Historical Precedents and What Comes Next

To understand the severity, it helps to look back at previous chip shortages. In 2021, a global semiconductor shortage—driven by pandemic-era demand for electronics and supply chain disruptions—caused production delays across industries. That shortage lasted about two years and eventually eased as fabs increased capacity. But the current memory crisis is narrower and more acute. It is concentrated in memory chips, which are essential for both computing and storage.

The memory market is dominated by three players: Samsung, SK Hynix, and Micron. All three are investing heavily in new fabrication facilities, but new capacity takes two to three years to come online. In the meantime, supply remains tight. Meanwhile, demand from AI data centers shows no signs of slowing. Major tech companies have announced plans to double their data center capacity over the next two years.

Analysts at TrendForce predict that DRAM and NAND prices will continue to rise through at least the first half of 2025. Some forecasts suggest that the shortage could persist until 2027. For consumers, this means higher prices for laptops, tablets, smartphones, and even gaming consoles. The Nintendo Switch 2, expected in 2025, may carry a higher price tag due to memory costs.

Automakers are also affected. Modern vehicles rely on memory chips for navigation, infotainment, and advanced driver-assistance systems (ADAS). Tesla, which uses large amounts of memory in its vehicles, faces the same supply constraints. Elon Musk's agreement with Cook reflects his own company's struggles.

The Human Cost: Consumers Bear the Burden

For ordinary Americans, the memory chip crisis translates into higher prices for everyday electronics. A MacBook Pro that cost $2,000 in 2024 may now cost $2,300 or more. An iPad Pro could see a $200 increase. iPhones, which typically launch in September, are likely to follow with similar price hikes. In a time of persistent inflation in other areas—food, housing, energy—these additional costs strain household budgets.
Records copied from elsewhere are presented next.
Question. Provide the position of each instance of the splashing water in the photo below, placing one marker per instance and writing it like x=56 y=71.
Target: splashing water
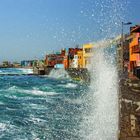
x=101 y=115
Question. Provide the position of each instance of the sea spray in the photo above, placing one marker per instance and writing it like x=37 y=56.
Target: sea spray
x=100 y=118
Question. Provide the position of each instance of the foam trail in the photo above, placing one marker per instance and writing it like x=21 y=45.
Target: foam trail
x=101 y=115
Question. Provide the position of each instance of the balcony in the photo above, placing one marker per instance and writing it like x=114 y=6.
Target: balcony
x=136 y=49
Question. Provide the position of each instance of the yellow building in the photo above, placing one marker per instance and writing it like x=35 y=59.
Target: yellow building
x=87 y=54
x=80 y=59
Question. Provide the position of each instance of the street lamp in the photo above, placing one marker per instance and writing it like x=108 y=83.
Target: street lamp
x=122 y=42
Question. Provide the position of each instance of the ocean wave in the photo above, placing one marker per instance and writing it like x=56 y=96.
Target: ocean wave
x=34 y=91
x=2 y=127
x=68 y=85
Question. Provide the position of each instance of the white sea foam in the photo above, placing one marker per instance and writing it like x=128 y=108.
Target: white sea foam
x=2 y=127
x=34 y=91
x=101 y=116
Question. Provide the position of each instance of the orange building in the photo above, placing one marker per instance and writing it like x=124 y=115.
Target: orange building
x=57 y=59
x=80 y=59
x=134 y=49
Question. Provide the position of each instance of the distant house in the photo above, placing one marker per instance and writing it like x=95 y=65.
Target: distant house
x=57 y=60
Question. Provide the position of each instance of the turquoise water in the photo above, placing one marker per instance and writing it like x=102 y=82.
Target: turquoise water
x=40 y=108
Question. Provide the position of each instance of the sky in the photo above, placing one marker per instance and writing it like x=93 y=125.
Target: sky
x=29 y=29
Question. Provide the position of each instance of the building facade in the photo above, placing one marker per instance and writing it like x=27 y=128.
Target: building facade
x=87 y=55
x=134 y=49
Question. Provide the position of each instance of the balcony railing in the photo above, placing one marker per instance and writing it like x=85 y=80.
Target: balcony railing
x=136 y=49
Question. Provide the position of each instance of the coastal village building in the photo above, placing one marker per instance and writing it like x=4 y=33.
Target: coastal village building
x=80 y=58
x=134 y=49
x=57 y=60
x=72 y=57
x=87 y=55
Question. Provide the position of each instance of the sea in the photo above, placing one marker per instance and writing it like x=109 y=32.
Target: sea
x=40 y=107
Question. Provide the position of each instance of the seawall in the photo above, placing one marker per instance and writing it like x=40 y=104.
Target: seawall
x=79 y=74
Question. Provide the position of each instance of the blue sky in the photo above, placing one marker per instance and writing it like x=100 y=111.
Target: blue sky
x=31 y=28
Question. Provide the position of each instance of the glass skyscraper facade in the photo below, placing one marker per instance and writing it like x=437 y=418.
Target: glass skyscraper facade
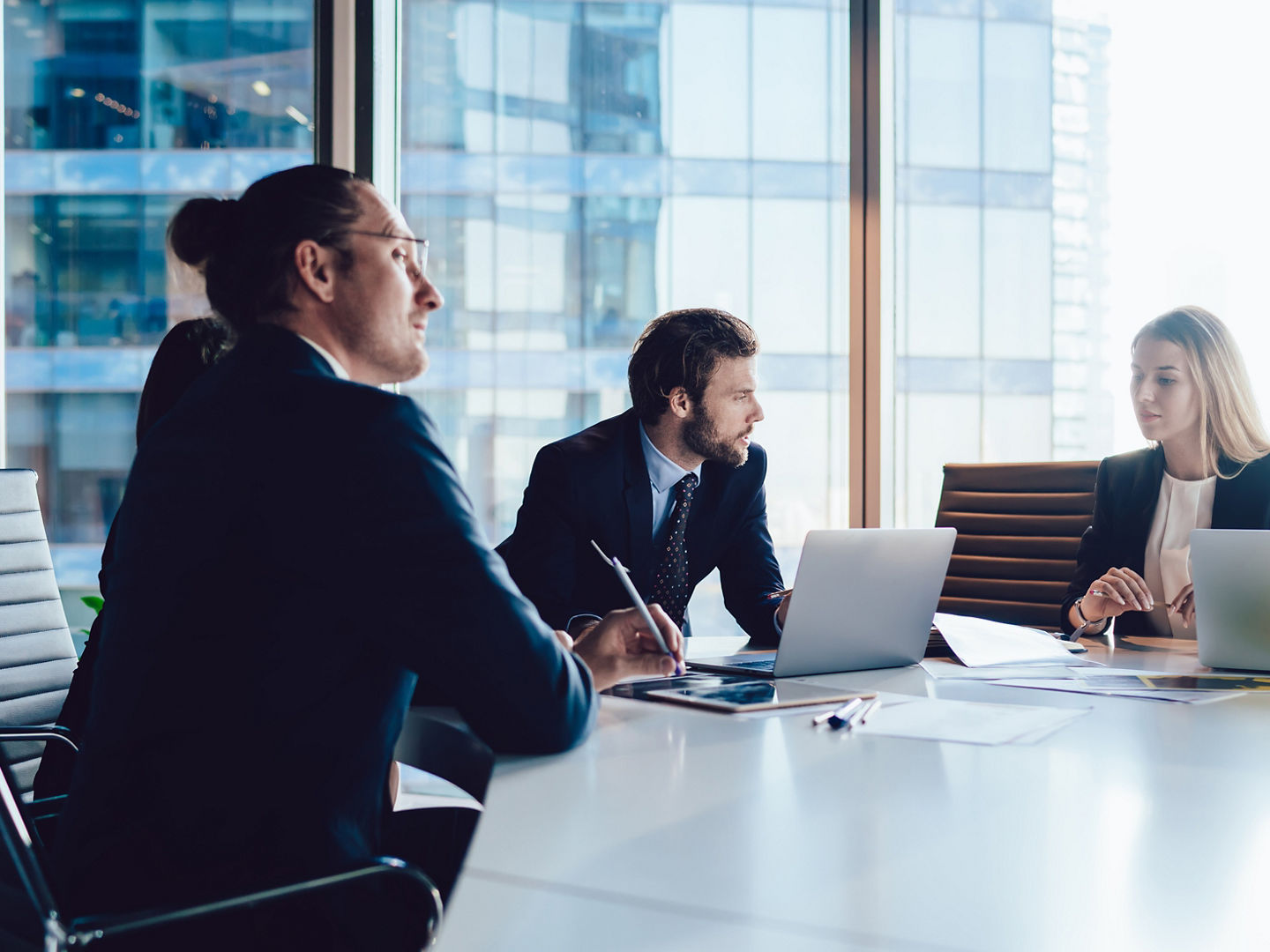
x=578 y=169
x=116 y=112
x=1001 y=136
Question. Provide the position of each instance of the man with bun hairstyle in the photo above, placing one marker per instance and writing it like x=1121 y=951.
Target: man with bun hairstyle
x=294 y=553
x=672 y=487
Small businesses that rely on computers for their operations face higher capital expenditures. Educational institutions that purchase laptops for students may have to scale back orders. The ripple effects extend across the economy, particularly in sectors that depend on affordable computing power.

The environmental impact is also notable. Higher prices may lead consumers to hold onto devices longer, potentially reducing electronic waste. But it also means that access to newer, more efficient technology becomes more limited, potentially widening the digital divide.
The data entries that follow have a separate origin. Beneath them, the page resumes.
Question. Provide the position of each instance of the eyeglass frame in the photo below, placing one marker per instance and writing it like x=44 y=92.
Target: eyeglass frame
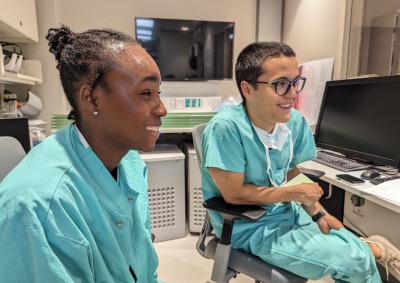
x=291 y=83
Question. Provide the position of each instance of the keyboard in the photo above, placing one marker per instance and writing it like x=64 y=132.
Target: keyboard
x=339 y=162
x=381 y=180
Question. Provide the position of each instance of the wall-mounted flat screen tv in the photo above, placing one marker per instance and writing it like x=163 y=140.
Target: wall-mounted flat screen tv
x=186 y=50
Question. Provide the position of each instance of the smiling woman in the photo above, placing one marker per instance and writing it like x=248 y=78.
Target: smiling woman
x=86 y=194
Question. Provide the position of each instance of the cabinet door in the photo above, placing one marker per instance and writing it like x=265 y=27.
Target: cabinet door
x=18 y=22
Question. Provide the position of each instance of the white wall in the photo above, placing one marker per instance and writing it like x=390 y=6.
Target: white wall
x=81 y=15
x=315 y=29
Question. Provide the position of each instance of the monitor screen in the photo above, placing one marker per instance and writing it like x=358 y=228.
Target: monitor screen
x=360 y=118
x=187 y=50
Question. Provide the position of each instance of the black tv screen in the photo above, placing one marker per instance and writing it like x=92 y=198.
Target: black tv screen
x=360 y=118
x=187 y=50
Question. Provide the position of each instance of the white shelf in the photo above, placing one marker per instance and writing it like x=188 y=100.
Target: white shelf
x=29 y=74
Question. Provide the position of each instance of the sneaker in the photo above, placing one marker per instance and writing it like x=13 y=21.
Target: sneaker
x=390 y=255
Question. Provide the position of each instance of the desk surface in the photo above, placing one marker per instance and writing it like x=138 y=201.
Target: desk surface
x=330 y=177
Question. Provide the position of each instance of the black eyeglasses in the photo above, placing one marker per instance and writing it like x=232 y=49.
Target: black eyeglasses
x=282 y=86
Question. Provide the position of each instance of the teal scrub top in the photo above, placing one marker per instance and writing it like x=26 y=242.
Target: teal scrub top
x=64 y=218
x=231 y=143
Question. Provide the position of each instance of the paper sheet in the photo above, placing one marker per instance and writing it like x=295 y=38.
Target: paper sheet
x=389 y=191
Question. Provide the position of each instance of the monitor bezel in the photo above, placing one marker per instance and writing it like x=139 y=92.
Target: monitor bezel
x=194 y=79
x=351 y=153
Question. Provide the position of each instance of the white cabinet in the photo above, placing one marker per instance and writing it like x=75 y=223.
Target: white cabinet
x=18 y=21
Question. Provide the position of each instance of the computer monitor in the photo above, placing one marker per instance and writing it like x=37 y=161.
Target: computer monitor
x=360 y=118
x=17 y=128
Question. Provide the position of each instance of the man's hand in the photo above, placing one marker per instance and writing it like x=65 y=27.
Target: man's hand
x=328 y=222
x=310 y=193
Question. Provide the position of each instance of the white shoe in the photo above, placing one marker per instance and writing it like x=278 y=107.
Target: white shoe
x=390 y=255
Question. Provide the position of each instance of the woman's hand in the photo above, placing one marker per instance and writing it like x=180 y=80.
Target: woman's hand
x=328 y=222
Corporate Strategies to Cope

Companies are adopting various strategies to mitigate the impact. Apple, known for its supply chain expertise, is reportedly negotiating directly with memory manufacturers to secure priority allocation. However, even Apple's influence has limits. Some PC makers are shifting to older, cheaper memory technologies to keep prices down, but this compromises performance.
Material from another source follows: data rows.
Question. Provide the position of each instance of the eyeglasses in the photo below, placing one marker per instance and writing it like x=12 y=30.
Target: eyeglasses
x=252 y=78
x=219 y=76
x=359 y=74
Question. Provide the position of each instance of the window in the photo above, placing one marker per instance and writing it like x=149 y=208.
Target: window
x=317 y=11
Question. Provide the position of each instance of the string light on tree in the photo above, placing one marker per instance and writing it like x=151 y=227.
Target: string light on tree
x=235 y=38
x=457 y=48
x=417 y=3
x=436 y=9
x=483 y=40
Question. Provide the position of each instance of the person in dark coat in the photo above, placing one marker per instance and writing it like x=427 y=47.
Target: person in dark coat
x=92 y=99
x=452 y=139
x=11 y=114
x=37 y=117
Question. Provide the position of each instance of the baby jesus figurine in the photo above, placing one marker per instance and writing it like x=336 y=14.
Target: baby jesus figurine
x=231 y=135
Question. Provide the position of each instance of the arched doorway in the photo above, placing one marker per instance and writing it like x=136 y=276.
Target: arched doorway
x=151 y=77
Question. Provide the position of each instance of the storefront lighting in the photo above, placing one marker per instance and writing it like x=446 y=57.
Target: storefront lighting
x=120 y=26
Others are redesigning products to use less memory or to rely on alternative storage solutions. For example, cloud-based gaming services may reduce the need for high-end local storage, but that requires robust internet infrastructure which is not universally available. In the short term, pass-through pricing seems inevitable.

Conclusion-Free Ending

As the AI boom continues to reshape global supply chains, the memory chip crisis serves as a stark reminder that progress comes at a cost. Tim Cook's "hundred-year flood" analogy captures the rarity and severity of the event. Elon Musk's agreement confirms that even the companies driving the demand are feeling the pressure. The price increases announced on June 25 are likely just the beginning. How long the shortage lasts depends on how quickly new memory fabrication capacity can come online and whether demand from AI data centers moderates—neither of which seems imminent. The world has entered a new era of hardware economics, where the chips that power our digital lives have become some of the most contested resources on the planet.